The old lifeboat station
Walton Coastguard Station and Maritime Museum
Both the old lifeboat station and the new coastguard building provide a fascinating insight into the maritime history of Walton-on-the-Naze.
Walton-on-the-Naze is home to a busy coastguard and lifeboat station and has been since the 1880s. The records of lives and ships saved are engraved on plates surrounding the Lifeboat House.
In the days of pirate radio in the 1960s, the Walton lifeboat was regularly called out to pirate radio ships in distress. Two of the best known, Radio Caroline and Radio London, were both moored off the North Essex Coast.
The new coastguard station
Today’s lifeboat is moored near the end of the pier and is the only lifeboat in Britain to have a permanent mooring in the open sea. When needed, the lifeboat crew cycle the length of the pier and then use a small launch to access the lifeboat.

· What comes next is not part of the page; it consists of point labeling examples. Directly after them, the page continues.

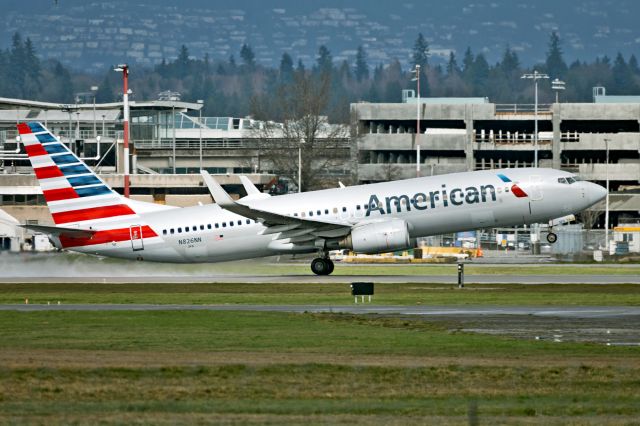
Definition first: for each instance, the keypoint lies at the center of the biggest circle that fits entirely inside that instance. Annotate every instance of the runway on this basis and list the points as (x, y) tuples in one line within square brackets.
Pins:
[(338, 279), (432, 311)]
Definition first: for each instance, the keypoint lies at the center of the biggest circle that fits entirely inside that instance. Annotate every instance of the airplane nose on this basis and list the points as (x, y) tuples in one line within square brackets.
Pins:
[(595, 193)]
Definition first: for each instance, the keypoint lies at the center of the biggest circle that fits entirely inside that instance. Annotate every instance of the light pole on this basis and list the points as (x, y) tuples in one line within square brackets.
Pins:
[(300, 165), (94, 89), (606, 203), (124, 69), (535, 77), (201, 102), (557, 85), (417, 80)]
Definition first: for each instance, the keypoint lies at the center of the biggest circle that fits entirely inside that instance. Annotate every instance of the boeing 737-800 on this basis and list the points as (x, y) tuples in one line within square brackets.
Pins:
[(90, 217)]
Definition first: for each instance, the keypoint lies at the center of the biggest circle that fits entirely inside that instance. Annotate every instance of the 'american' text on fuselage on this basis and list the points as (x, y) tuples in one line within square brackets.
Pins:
[(422, 201)]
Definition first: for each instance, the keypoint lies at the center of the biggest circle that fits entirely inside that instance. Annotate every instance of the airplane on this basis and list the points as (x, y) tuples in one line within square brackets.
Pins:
[(90, 217)]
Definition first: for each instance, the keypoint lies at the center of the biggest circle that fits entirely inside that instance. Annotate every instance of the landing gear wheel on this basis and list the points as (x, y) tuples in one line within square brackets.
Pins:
[(321, 266), (331, 266)]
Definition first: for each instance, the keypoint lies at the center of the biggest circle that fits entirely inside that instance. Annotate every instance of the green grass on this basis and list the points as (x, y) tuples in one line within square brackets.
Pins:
[(264, 332), (386, 294), (151, 367)]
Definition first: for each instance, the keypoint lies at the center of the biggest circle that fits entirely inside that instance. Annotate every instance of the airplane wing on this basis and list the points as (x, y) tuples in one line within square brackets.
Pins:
[(291, 227), (58, 231)]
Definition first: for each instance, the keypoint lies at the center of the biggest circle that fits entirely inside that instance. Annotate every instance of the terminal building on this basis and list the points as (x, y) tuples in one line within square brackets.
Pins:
[(464, 134), (456, 134)]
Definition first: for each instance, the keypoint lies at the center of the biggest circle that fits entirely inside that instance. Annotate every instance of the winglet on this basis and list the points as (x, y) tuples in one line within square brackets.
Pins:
[(221, 197), (248, 186)]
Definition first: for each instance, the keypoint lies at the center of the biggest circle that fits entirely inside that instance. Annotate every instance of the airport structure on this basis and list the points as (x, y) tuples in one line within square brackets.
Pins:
[(465, 134), (171, 142)]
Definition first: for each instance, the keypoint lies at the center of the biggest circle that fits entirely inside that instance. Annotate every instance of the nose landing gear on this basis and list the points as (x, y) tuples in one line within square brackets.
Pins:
[(322, 265)]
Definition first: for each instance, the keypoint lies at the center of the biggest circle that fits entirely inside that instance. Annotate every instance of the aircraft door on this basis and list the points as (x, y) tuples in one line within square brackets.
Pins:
[(137, 243), (535, 188)]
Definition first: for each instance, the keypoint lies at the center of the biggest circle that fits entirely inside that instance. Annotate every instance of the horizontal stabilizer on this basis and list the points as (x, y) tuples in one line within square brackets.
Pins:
[(60, 231)]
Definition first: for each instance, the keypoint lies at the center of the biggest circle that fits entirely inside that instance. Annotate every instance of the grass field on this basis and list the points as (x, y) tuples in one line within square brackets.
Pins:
[(185, 367), (329, 293)]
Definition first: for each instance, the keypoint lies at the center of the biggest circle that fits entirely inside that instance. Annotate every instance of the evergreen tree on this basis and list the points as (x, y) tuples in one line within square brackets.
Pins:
[(300, 68), (361, 68), (286, 68), (623, 83), (420, 54), (452, 65), (324, 62), (555, 64), (633, 65), (183, 63), (248, 57)]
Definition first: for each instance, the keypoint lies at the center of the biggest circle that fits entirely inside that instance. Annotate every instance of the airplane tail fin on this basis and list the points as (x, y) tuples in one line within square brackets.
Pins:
[(74, 194)]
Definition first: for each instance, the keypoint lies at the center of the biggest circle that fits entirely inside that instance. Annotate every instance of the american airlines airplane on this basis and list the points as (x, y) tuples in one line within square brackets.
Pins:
[(92, 218)]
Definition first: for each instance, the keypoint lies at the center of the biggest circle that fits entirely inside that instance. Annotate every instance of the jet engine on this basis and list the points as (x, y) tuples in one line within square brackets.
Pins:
[(378, 237)]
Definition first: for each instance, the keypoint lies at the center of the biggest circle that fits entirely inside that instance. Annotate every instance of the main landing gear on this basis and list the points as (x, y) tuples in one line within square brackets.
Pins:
[(322, 265)]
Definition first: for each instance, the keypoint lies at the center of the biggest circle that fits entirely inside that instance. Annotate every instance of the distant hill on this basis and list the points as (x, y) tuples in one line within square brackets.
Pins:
[(92, 35)]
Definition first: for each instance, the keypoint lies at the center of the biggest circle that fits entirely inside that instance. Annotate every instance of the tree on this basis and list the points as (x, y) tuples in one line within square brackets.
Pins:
[(286, 68), (420, 54), (324, 62), (183, 62), (248, 57), (556, 66), (452, 65), (361, 68), (623, 81), (302, 126)]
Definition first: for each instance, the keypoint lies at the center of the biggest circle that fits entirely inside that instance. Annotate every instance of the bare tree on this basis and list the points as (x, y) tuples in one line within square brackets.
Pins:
[(303, 131)]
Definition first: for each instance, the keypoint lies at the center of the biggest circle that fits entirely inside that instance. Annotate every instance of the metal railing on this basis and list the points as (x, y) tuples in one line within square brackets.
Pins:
[(522, 108)]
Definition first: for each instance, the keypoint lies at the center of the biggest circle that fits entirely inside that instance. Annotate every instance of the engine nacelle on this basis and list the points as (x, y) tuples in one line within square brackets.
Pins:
[(379, 237)]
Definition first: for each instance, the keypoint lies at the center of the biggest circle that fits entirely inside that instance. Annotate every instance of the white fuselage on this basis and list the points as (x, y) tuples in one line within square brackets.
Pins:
[(430, 206)]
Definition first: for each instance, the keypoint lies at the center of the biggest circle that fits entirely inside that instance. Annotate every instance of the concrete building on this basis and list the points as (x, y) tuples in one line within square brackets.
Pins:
[(164, 140), (458, 136)]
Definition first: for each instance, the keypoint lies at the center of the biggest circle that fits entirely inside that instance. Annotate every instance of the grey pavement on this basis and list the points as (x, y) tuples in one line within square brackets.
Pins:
[(308, 279)]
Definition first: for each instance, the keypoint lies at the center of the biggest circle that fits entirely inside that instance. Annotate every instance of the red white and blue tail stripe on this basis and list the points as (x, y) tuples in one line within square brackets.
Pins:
[(72, 191), (76, 196)]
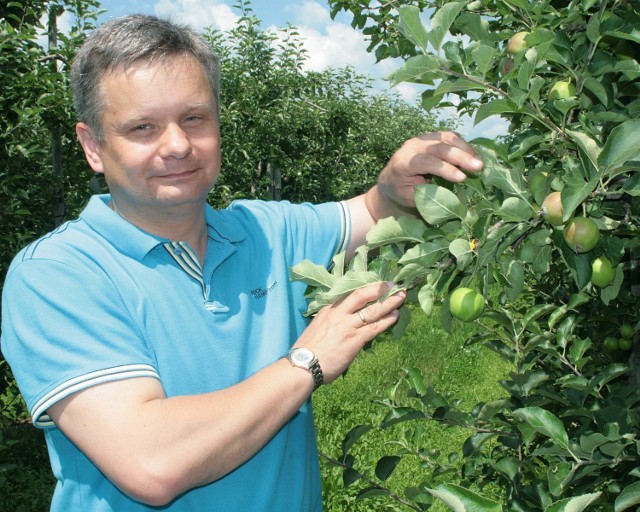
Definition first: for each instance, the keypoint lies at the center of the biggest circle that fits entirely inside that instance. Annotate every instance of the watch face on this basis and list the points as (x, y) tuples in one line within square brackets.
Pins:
[(302, 356)]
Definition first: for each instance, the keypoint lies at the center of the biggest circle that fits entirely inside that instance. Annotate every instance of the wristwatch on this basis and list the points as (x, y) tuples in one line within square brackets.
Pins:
[(304, 358)]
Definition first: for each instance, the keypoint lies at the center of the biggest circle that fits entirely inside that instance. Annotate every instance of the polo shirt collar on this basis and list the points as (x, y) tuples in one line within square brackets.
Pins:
[(137, 243)]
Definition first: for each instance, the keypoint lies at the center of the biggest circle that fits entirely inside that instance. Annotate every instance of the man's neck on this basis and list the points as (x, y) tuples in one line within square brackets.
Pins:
[(175, 225)]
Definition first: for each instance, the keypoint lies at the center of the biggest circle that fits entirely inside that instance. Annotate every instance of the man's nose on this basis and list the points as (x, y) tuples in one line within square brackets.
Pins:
[(175, 142)]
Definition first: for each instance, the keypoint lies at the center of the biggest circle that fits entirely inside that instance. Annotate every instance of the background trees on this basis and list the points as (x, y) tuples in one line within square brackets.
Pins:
[(286, 134)]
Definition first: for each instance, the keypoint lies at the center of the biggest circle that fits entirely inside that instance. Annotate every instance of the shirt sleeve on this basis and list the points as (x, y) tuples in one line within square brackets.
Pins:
[(65, 329)]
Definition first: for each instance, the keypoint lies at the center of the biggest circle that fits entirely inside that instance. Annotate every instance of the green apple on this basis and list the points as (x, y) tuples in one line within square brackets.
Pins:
[(516, 43), (602, 272), (466, 304), (581, 234)]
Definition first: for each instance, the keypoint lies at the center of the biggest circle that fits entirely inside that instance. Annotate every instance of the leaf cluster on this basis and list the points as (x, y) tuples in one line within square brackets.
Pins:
[(565, 435)]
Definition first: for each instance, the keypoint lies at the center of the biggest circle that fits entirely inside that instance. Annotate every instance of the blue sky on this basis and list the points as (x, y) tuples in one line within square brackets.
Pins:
[(328, 42)]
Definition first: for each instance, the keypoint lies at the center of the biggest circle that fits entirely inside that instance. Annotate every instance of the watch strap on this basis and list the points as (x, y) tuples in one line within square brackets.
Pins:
[(313, 367)]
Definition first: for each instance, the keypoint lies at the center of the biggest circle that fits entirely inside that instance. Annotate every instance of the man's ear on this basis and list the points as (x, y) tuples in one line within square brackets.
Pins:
[(90, 146)]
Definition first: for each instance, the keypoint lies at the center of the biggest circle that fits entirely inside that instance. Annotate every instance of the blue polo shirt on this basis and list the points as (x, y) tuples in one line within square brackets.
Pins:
[(99, 300)]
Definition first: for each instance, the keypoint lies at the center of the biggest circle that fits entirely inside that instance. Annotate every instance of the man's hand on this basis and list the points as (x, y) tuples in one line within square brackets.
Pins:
[(339, 331), (443, 154)]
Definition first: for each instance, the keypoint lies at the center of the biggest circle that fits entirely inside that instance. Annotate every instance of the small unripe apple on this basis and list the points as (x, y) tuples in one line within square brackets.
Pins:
[(602, 272), (562, 90), (517, 43), (581, 234), (552, 210)]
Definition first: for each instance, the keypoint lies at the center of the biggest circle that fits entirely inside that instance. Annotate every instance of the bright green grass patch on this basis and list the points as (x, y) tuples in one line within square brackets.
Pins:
[(470, 374)]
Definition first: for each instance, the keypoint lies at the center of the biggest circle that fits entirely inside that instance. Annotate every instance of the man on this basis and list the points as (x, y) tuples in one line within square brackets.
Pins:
[(159, 377)]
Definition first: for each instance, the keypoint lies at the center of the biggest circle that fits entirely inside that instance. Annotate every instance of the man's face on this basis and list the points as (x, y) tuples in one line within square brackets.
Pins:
[(161, 148)]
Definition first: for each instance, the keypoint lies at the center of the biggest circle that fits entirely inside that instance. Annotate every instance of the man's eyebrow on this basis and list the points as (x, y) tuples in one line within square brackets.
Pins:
[(131, 121)]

The old lifeboat house is now home to the Walton Maritime Museum housing a collection of Walton memorabilia. The museum is open daily from July to October from 1400 to 1600. Admission is £1. Exhibits include local archives, natural sciences, weapons and war, personalities, science and technology, social history and the maritime history of the town.
The Thames branch of The Maritime & Coastguard Agency are the new coastguard station based at Walton, monitoring ship distress calls and coordinating search and rescue operations for the whole of East Anglia, they are now housed in the new coastguard building next door to the museum.